Studies continue to prove the benefits of optimism and positive health. The relationship is proven: feeling good about life in general results in being better physically and mentally.
Here is a study by the Mayo Clinic, first started in 1962. In the early 1960’s, researchers from Mayo administered personality tests to approximately 500 participants. Participants were identified as either being optimistic about life or pessimistic. The subjects were tracked for over 30 years. The results? The optimists had higher overall scores in terms of their overall health. More significantly, optimists had about a 50% higher survival rate.

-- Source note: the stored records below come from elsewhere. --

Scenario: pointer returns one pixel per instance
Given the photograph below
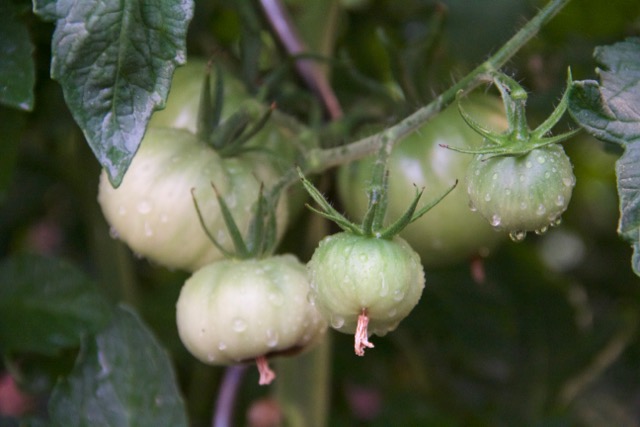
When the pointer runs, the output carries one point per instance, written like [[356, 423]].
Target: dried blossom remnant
[[266, 374], [361, 335]]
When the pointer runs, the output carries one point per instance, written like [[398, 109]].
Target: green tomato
[[234, 311], [356, 278], [522, 193], [450, 232], [153, 209]]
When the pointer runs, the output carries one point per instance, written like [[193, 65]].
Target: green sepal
[[518, 139]]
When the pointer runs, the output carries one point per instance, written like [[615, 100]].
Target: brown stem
[[309, 71]]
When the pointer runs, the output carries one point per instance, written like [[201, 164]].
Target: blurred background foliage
[[548, 338]]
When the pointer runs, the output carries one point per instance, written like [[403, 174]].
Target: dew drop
[[384, 288], [272, 338], [148, 231], [337, 322], [144, 207], [496, 220], [239, 325], [542, 230], [568, 182], [398, 295], [518, 235], [311, 297], [113, 233]]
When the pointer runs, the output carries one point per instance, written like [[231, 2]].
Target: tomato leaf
[[122, 377], [114, 60], [609, 110], [17, 69], [46, 304]]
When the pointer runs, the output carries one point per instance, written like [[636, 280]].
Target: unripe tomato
[[234, 311], [153, 210], [354, 276], [450, 232], [522, 193]]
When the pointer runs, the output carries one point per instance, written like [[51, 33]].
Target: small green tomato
[[234, 311], [365, 285]]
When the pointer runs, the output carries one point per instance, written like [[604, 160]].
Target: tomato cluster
[[252, 304]]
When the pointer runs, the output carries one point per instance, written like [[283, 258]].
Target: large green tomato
[[153, 210], [450, 232], [234, 311]]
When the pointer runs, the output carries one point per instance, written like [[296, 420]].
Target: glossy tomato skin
[[350, 274], [153, 210], [522, 193], [234, 311], [450, 232]]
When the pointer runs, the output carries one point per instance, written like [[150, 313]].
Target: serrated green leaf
[[114, 60], [122, 377], [610, 111], [17, 69], [46, 305]]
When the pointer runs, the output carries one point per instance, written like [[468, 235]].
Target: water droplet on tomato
[[384, 288], [148, 231], [144, 207], [568, 182], [542, 230], [113, 233], [272, 338], [518, 235], [239, 325], [398, 295]]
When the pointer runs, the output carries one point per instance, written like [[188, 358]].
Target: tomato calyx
[[518, 139], [260, 239], [372, 224], [228, 138]]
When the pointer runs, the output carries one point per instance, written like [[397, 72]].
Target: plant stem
[[223, 412], [321, 159], [310, 71]]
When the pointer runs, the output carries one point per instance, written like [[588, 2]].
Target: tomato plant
[[107, 113], [153, 209], [451, 232], [236, 311]]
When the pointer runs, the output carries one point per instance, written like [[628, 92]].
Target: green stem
[[319, 160]]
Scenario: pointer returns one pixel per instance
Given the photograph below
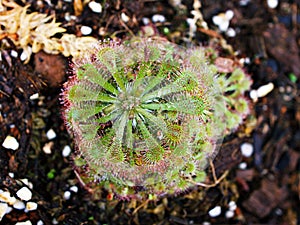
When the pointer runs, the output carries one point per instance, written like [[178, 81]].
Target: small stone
[[215, 211], [232, 205], [3, 209], [247, 149], [265, 89], [66, 151], [34, 96], [272, 3], [86, 30], [14, 54], [229, 214], [124, 17], [157, 18], [10, 143], [95, 7], [24, 193], [30, 206], [51, 134], [27, 222], [19, 205], [243, 165], [6, 197], [67, 195], [47, 147], [145, 20], [230, 32], [74, 189], [222, 20], [23, 56], [40, 222]]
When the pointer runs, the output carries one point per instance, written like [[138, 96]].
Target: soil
[[267, 191]]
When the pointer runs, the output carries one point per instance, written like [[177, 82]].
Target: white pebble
[[30, 206], [47, 147], [244, 2], [229, 214], [51, 134], [10, 143], [54, 221], [66, 151], [40, 222], [24, 193], [243, 165], [232, 205], [85, 30], [272, 3], [158, 18], [229, 14], [124, 17], [206, 223], [222, 20], [34, 96], [230, 32], [23, 56], [215, 211], [6, 197], [14, 54], [145, 20], [95, 7], [74, 189], [27, 222], [67, 195], [3, 209], [19, 205], [247, 149], [253, 95], [265, 89]]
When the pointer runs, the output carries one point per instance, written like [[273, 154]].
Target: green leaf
[[95, 76]]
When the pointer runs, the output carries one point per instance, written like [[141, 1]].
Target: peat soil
[[262, 188]]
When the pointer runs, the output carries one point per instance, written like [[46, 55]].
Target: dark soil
[[266, 192]]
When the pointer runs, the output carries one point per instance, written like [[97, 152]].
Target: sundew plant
[[147, 115]]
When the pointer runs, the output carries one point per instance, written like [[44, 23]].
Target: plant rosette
[[147, 115]]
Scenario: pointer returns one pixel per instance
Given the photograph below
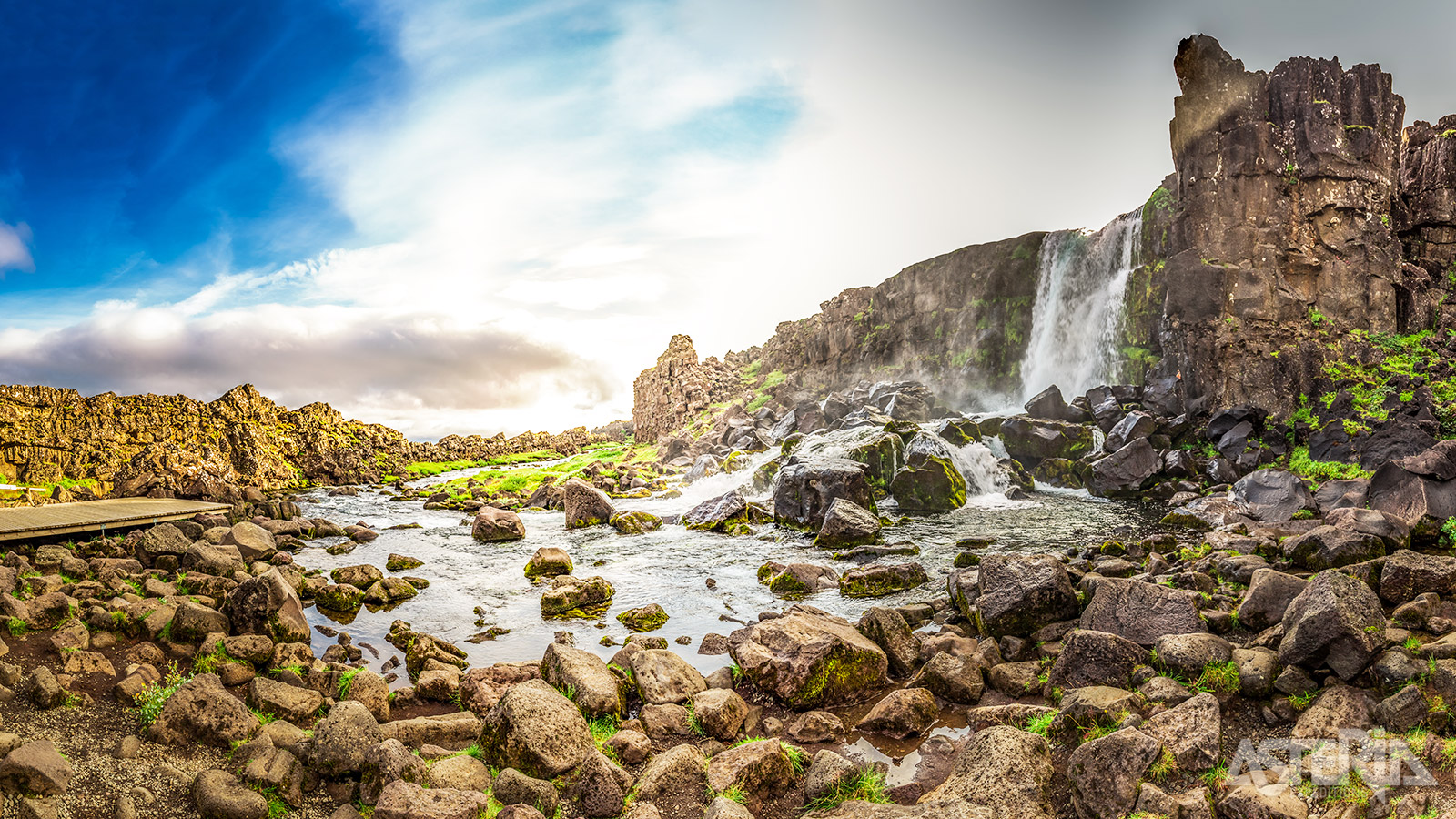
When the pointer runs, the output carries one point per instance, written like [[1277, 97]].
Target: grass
[[1219, 678], [155, 697], [1040, 724], [865, 784], [347, 682]]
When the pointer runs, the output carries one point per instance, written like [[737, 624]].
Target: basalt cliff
[[177, 446], [1305, 239]]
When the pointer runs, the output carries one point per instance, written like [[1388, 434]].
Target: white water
[[1081, 290]]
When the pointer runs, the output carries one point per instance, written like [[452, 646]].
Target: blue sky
[[456, 216]]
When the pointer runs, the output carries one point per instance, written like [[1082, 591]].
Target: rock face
[[175, 446], [808, 658]]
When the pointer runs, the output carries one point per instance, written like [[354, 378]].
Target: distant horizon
[[466, 219]]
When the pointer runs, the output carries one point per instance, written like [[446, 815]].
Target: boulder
[[1033, 439], [1004, 771], [1106, 774], [1269, 596], [848, 525], [575, 596], [1336, 622], [536, 731], [1125, 472], [907, 712], [1327, 547], [494, 525], [717, 515], [880, 581], [1021, 593], [204, 713], [268, 605], [1140, 611], [35, 768], [808, 659], [586, 504], [1190, 731], [664, 678], [1274, 494], [1096, 658], [407, 800], [805, 490], [254, 542], [1409, 574]]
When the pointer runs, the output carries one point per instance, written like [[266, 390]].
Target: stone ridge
[[177, 446]]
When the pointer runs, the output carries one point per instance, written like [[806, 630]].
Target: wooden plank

Mayo Clinic listed some of the health benefits of positive thinking:
- Longer life span
- Less stress
- Less depression
- Increased resistance to illness, including the common cold
- Better stress management and coping skills
- Lower risk of cardiovascular disease illness
- Increased physical well-being
- Better overall psychological health
There are several hypotheses as to why optimism has such a positive impact on physical and mental health. One theory is that people who think positively tend to be less affected by stress. Another belief is that people who think positively tend to live healthier lives in general; they may exercise more, follow a more nutritious diet and avoid unhealthy behaviors.
Whatever the reason, optimism is the preferred choice.
- How would you rate yourself on a scale of optimism-pessimism?
- What do you do to maintain a positive attitude?
- How can you help others become more optimistic?
“When you are asked if you can do a job, tell ‘em, ‘Certainly I can!’ Then get busy and find out how to do it.”